Make a backup of the tables in TO that will be modified:

  • user table in metawiki database
  • user tables user_groups, user_newtalk, user_openid, user_properties, recentchanges, revision, watchlist in all individual wiki databases.

2. Resolve conflicts

User accounts can conflict if FROM and TO have accounts with the same ids but with different data. This can happen if:

  • accounts in FROM have been updated after TO was copied.
  • accounts have been created in TO, but not in FROM.

Resolving conflicts involves the following actions:

  1. Search for incomplete accounts in FROM (e.g. without an e-mail address). If incomplete accounts are found, stop.
  2. List all conflicting accounts in TO, i.e. which have no equivalent in FROM because they were created after TO was copied.
  3. Add a buffer of e.g. 2000 accounts in TO, to accomodate future account merges.
  4. Move conflicting accounts after the buffer.
  5. Update user ids in the individual wiki databases, in the tables user_groups, user_newtalk, user_openid, user_properties, recentchanges, revision, watchlist.
  6. Check that conflicts are resolved, else stop.

3. Merge

Merge the user accounts in TO with accounts in FROM.

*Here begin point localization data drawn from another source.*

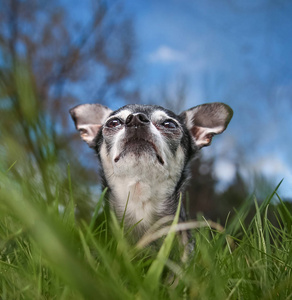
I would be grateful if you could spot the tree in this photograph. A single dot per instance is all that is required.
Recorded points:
(51, 60)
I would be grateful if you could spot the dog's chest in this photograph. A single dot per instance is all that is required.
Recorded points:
(141, 202)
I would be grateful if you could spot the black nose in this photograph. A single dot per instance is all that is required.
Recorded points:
(137, 119)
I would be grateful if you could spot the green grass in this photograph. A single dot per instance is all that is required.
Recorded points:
(48, 253)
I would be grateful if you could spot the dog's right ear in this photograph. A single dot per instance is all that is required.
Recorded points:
(88, 119)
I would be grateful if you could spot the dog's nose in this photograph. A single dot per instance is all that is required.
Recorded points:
(137, 119)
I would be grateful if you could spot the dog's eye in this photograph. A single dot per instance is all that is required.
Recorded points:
(113, 123)
(169, 124)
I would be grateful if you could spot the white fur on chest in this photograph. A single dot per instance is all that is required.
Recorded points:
(144, 184)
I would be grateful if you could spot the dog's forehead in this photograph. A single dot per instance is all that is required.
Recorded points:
(152, 111)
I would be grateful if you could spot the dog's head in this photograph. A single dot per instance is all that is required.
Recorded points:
(137, 138)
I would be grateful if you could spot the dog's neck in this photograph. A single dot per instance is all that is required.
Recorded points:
(142, 191)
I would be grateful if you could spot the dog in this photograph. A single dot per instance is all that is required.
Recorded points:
(145, 152)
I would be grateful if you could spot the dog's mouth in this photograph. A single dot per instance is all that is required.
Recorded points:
(139, 147)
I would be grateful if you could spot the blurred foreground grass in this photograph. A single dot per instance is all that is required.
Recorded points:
(45, 253)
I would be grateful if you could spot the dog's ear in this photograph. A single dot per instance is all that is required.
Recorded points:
(88, 119)
(206, 120)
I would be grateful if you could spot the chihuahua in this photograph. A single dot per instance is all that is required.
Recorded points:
(145, 152)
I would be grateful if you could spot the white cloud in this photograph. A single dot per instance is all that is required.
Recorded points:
(165, 54)
(224, 170)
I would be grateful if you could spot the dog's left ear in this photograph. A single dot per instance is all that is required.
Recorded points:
(88, 119)
(206, 120)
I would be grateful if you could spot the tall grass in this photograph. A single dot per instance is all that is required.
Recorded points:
(47, 253)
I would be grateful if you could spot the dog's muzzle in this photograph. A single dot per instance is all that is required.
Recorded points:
(138, 137)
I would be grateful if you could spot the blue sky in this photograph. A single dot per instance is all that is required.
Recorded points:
(237, 52)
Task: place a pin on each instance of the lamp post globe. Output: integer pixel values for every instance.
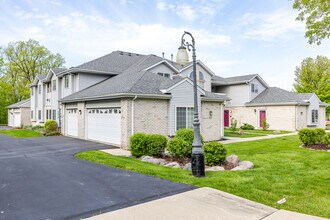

  1. Copy the table user_groups from all individual wiki databases that will be merged.
  2. Update user data in the tables user_newtalk, user_openid, user_properties, recentchanges, revision, watchlist from all individual wiki databases that will be merged.
  3. Copy accounts which exist in FROM but not in TO, or which were updated in FROM after TO was copied.

4. Anonymize

In some cases, not all accounts shall be merged. However, to keep the page revisions, discussions etc., user accounts cannot simply be deleted, so they have to be anonymized:

  1. Make a list of users which will be kept, e.g.
    1. Users which belong to a specific user group
    2. Users which are registered with a specific wiki in TO
    3. Users with certain E-mail addresses
    4. Administrators, bureaucrats
    5. Bots
  2. Anonymize all users which are not in the list obtained in the previous step:
    1. Erase E-mail address and related columns
    2. Replace login with some string, e.g. id
    3. Replace password and related columns by empty string or null
    4. Replace real name by id

Script

A script for doing this automatically was written, and will be available on SVN when the SVN layout is improved.